Recent research shows us that: Bold Beginnings 2017 :Key findings in the most successful schools: “Reading was at the heart of the curriculum. Children read out loud frequently from carefully selected books that closely matched their phonic knowledge.” It recommended that schools should “teach reading in a systematic and structured way, building up children’s phonic knowledge and skills explicitly”. Of the schools visited “Four of the schools specifically organised their own reading books according to the sounds and letters children had been taught. This made it easy for teachers, parents and children to choose a text that was matched to the child’s growing phonic knowledge and that did not encourage a child to guess at words if they included GPCs they had not yet been taught.” |
EEF Improving Literacy at Key Stage 1: Recommendation 3 “Effectively Implement a systematic phonics programme. Systematic phonics approaches explicitly teach pupils a comprehensive set of letter-sound relationships through an organised sequence. All staff involved in teaching the program should have received training on how to deliver the program.
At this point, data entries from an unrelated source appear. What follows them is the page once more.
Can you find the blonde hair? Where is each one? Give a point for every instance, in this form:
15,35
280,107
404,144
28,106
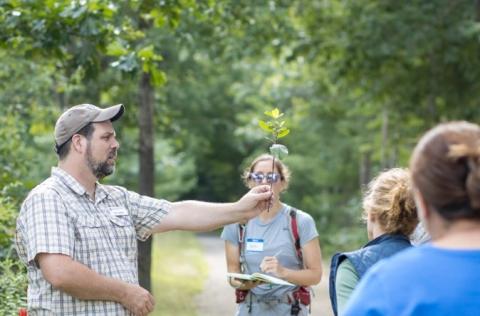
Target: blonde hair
389,199
280,166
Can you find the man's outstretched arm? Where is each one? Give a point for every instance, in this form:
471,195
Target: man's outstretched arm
205,216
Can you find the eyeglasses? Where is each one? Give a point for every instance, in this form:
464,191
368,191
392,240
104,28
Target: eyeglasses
258,177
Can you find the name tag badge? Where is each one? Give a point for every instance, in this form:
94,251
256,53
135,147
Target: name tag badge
253,244
118,211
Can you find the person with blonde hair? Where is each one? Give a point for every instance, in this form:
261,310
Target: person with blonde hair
282,242
441,277
390,214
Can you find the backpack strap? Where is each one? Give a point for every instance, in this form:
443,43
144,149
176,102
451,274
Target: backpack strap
241,246
294,233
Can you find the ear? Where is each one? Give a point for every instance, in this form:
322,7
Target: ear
79,143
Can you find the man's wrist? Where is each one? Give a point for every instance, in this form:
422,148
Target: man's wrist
235,284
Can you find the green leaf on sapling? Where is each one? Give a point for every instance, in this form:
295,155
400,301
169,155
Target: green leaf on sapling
279,151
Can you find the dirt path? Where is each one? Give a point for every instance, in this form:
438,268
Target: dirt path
217,298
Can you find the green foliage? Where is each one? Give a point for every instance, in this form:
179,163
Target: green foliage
13,286
13,279
359,81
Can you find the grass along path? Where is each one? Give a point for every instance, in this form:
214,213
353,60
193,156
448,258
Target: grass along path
178,273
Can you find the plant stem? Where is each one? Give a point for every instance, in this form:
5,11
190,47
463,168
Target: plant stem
273,170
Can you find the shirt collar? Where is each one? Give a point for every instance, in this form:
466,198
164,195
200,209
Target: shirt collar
75,186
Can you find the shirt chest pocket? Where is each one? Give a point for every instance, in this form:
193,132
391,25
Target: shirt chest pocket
104,233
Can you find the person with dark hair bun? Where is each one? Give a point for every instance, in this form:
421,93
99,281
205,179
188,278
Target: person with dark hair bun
391,216
442,277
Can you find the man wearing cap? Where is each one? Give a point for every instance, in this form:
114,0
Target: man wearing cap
78,237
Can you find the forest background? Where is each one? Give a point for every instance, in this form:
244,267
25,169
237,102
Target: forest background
359,81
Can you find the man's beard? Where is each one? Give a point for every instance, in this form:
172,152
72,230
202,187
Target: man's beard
100,169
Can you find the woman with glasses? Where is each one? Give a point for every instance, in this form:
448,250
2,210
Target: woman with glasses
266,244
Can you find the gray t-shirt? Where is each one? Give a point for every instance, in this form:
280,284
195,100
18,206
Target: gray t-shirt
271,238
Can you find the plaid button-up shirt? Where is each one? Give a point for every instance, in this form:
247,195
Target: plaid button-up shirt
59,217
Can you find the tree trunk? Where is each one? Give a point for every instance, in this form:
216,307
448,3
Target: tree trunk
384,148
147,170
365,168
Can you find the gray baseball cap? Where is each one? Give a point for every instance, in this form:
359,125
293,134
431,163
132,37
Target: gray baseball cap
78,116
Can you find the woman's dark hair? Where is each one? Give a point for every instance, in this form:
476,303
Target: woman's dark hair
445,168
64,149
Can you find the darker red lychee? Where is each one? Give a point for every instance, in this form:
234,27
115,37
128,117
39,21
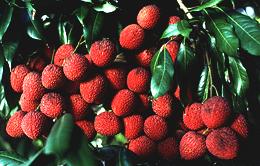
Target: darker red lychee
17,76
13,127
148,16
124,102
132,37
215,112
192,146
138,80
52,104
102,52
155,127
107,124
223,143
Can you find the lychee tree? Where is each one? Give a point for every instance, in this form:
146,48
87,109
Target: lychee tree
115,82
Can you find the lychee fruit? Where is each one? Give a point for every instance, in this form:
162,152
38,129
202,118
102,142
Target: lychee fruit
148,16
155,127
168,148
142,146
107,124
132,37
102,52
88,128
79,107
138,80
240,126
215,111
52,77
192,118
163,105
223,143
17,76
192,146
124,102
52,104
93,89
34,124
133,126
62,53
76,67
13,126
32,86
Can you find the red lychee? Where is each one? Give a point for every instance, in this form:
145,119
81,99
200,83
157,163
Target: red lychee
138,80
132,37
13,126
107,124
133,126
148,16
192,146
52,104
102,52
155,127
215,111
52,77
88,129
62,53
192,118
124,102
163,105
142,146
223,143
17,76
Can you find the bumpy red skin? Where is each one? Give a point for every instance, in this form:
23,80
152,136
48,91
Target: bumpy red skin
163,105
223,143
192,118
215,112
192,146
142,146
93,89
133,126
62,53
52,77
124,102
174,19
28,105
17,76
240,126
32,86
168,149
116,77
79,107
107,124
102,52
148,16
132,37
138,80
76,67
155,127
34,124
52,104
13,126
173,49
88,129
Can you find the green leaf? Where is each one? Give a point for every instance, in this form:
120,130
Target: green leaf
226,39
10,159
208,4
179,28
239,77
162,72
61,131
6,19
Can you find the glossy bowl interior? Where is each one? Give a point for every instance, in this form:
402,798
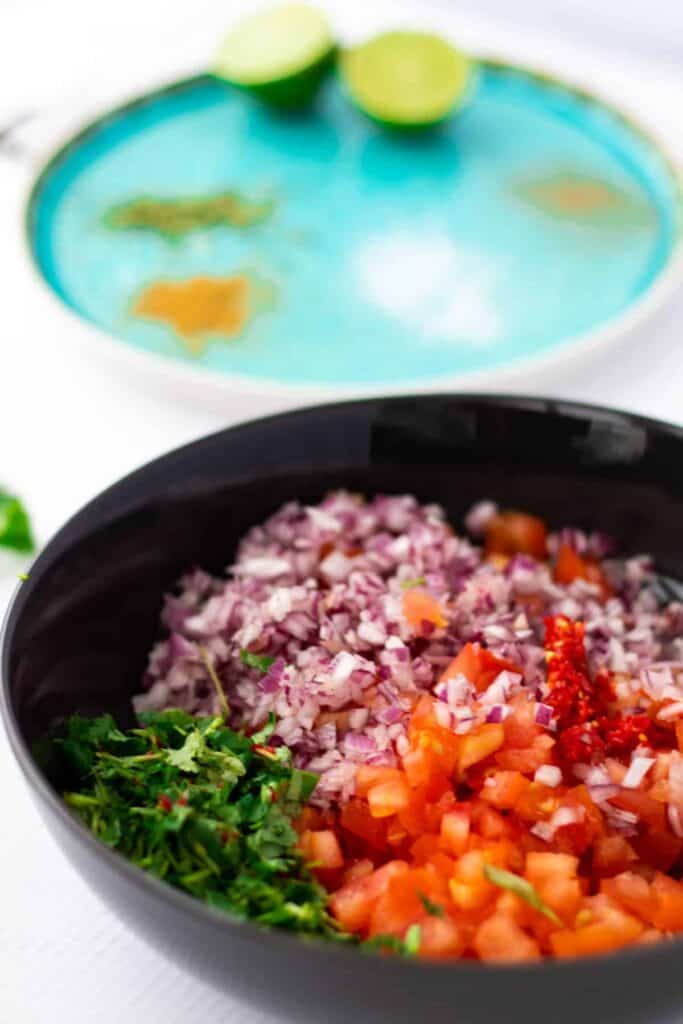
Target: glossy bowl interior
78,632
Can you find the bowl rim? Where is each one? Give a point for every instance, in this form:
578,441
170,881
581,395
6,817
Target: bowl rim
198,379
183,902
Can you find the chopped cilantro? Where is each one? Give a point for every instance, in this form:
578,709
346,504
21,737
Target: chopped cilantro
198,805
259,662
520,887
265,731
409,946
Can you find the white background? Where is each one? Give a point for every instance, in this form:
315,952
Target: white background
68,429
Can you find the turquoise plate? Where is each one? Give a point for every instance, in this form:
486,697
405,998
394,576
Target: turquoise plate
321,249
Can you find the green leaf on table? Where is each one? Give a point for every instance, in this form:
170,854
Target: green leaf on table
14,524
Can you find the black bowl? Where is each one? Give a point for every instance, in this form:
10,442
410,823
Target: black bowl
78,632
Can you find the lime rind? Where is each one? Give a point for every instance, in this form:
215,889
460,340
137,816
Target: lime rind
280,55
408,79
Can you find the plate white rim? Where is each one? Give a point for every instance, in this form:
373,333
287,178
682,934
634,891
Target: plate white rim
184,377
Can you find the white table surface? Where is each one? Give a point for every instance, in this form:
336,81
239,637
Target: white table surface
69,429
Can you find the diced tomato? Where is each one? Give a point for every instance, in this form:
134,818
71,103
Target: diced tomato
632,892
358,869
440,938
570,566
554,878
356,818
369,775
521,727
389,798
679,736
420,607
611,854
420,764
668,895
456,830
516,532
526,761
402,902
504,788
649,811
500,939
479,744
353,903
658,849
478,666
607,928
425,848
435,811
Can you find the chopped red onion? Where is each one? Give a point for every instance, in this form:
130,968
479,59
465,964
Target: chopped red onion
273,677
498,714
672,711
638,769
549,775
544,715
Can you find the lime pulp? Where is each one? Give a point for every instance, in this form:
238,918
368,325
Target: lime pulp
279,54
407,79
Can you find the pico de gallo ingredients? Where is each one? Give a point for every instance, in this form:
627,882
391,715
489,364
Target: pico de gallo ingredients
495,720
15,529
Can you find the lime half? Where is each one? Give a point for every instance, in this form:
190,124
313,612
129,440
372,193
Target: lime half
407,79
280,55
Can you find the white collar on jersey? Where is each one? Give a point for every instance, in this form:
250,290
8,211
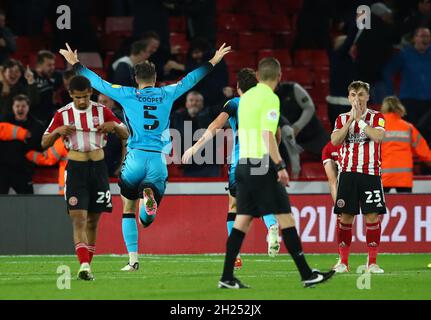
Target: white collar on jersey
82,111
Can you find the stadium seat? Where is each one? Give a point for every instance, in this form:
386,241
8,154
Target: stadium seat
179,40
303,57
239,59
286,6
282,55
225,6
60,63
234,22
255,41
254,7
319,58
111,42
177,24
321,74
284,40
119,25
277,22
301,75
232,78
91,59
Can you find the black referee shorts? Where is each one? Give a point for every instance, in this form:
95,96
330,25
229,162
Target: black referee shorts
258,192
87,186
359,190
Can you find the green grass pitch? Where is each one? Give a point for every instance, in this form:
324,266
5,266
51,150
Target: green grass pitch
194,277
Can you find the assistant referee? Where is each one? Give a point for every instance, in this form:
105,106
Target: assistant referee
262,177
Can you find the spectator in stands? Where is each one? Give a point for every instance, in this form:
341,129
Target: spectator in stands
11,85
15,170
341,74
210,87
402,141
123,73
7,39
373,49
419,17
48,80
82,30
187,121
115,149
201,19
62,96
156,20
414,63
313,25
297,106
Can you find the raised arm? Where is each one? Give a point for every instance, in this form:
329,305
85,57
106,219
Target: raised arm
340,132
113,91
192,78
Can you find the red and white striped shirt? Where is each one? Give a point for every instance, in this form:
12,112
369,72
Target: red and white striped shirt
330,153
86,137
359,153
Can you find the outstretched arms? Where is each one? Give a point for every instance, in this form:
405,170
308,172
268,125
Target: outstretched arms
115,92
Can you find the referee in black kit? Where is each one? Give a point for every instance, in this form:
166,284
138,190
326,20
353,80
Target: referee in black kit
262,177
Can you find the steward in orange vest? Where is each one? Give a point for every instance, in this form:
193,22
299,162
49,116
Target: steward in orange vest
401,143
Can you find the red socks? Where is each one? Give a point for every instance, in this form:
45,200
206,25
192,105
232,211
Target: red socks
91,251
344,238
82,252
373,241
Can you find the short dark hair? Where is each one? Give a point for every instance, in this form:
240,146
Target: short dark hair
145,71
21,97
269,69
79,83
138,46
44,54
68,74
12,63
357,85
246,79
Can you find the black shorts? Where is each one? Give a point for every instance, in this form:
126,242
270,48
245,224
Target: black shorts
259,194
359,190
87,186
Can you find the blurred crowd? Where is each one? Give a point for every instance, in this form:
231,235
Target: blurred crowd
394,56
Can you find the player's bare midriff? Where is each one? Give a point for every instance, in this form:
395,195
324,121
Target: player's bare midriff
95,155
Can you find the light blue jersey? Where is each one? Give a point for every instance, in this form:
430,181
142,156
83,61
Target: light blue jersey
231,108
146,111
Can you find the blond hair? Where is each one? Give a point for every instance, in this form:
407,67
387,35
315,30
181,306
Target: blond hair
393,104
357,85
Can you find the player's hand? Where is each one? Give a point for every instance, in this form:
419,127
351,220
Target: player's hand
220,53
107,127
66,130
29,76
70,56
358,113
283,178
188,154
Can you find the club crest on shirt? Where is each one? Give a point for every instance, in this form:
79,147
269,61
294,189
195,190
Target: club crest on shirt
73,201
272,115
341,203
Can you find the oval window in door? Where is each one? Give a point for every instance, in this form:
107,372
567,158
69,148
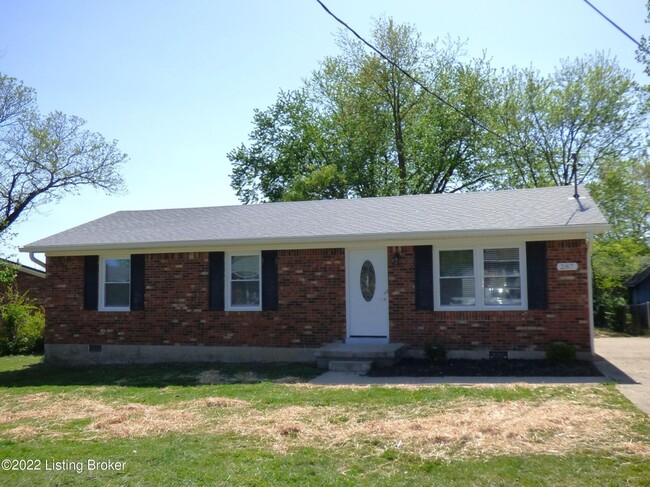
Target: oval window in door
367,280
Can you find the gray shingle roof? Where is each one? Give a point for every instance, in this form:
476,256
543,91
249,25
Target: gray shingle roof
407,217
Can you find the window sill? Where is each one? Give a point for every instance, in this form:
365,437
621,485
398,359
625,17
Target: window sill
244,308
481,308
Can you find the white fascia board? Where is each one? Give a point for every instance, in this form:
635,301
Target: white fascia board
333,241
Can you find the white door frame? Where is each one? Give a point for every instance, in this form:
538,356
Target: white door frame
384,336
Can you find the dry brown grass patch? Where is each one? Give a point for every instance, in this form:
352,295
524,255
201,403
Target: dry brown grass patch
430,430
514,427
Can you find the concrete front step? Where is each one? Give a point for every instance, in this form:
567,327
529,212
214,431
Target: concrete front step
356,366
382,355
Word Reading at Hindhayes: Phonics is at the heart of word reading at Hindhayes School. Over the last three years the school has worked hard to develop the teaching and learning of word reading. After careful consideration of many programmes by the senior leadership team and the triangulation of Phonic Screening Results, Phonic Learning Walks and Lesson Observations, the SLT decided that the right fit for Hindhayes was a programme called Sounds-Write. In 2016 the school provided every teacher and teaching assistant with four days of high quality professional development delivered by a Sounds-Write trainer. School reading material has purchased and carefully aligned with the programme, ensuring that children are able to access individual and group reading material that closely matches their phonic knowledge and therefore promote best progress in word reading. Tea, toast and reading in the mornings provides children with a chance to read their decodable phonic books whilst having breakfast with a parent. Interventions provide extra and targeted practice for those children who make the slowest progress (the lowest 20%).